(At the Helen Hayes Theater)
‘Next Fall’ is a good play. Not a great one—though it tries to address a few great issues: Life, Death, and Love, to name a couple. The most powerful scene in the work is one that doesn’t take place—the “next fall” that one of two central gay lovers talks of casually in passing that never takes place, because he will be dead, an effect foreshadowed and tenderly illustrated by the transparent curtain that cloaks the other scenes, the lush colors of autumn leaves, painted on trees in a desolare park.
Several of the scenes take place in a hospital waiting room that we don’t really know is a hospital waiting room at first, just characters waiting for something that we’re not really sure about, anymore than we know exactly who the characters are. But one, it will turn out, is the lover of a man we have not yet met, who has been critically injured in a fall. One is his mother, long absent and an apparent addict, a thick-skinned Southern(only a little, Florida, this is not Williams territory)father who has never really acknowledged or wanted to see his son’s homosexuality, an old male friend who was not a love and whose interactions with the other characters seems specious, and a pleasant, unimportant but funny(not toooooooo) blonde who was, apparently, the owner of a candle shop where one of the gay couple worked, who then apparently became a close friend, but not so close that she logically belonged in that waiting room. This, for me, was the part of the play that was most puzzling, and the audience is invited to put it all together as the pieces fall into place, not in chronological order,like a jigsaw of time.
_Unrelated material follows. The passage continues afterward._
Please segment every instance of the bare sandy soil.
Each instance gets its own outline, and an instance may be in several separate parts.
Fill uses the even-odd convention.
The big question here is not why we love who we love, but why people don’t give each other more of a break,and prize each interaction more, since life is so evanescent. That crystal sentiment echoes and references a far better play, ‘Our Town’, in which the powerfully handsome and energetic Luke, (Patrick Heusinger) making his first entrance in an apparently flashbacked cocktail party tells his soon-to-be partner (Patrick Breen) that he is playing the Stage Manager, when not working as a waiter.
As appealing as the two partners are, and as okay(which is all they are really) as the other characters are, especially Maddie Corman who milks laughs from non-fat lines as the absent mother returned, Cotter Smith as the beef-brained father, and Connie Ray as the delightful blonde candleshop lady that you don’t know what she’s doing in that waiting room, the mention of the other play churns up a yearning for the real drama and sweetness that is life, that too often eludes us. Especially in the theater.
Good enough for a pallid season, but not good enough if Thornton Wilder were still here. If Only.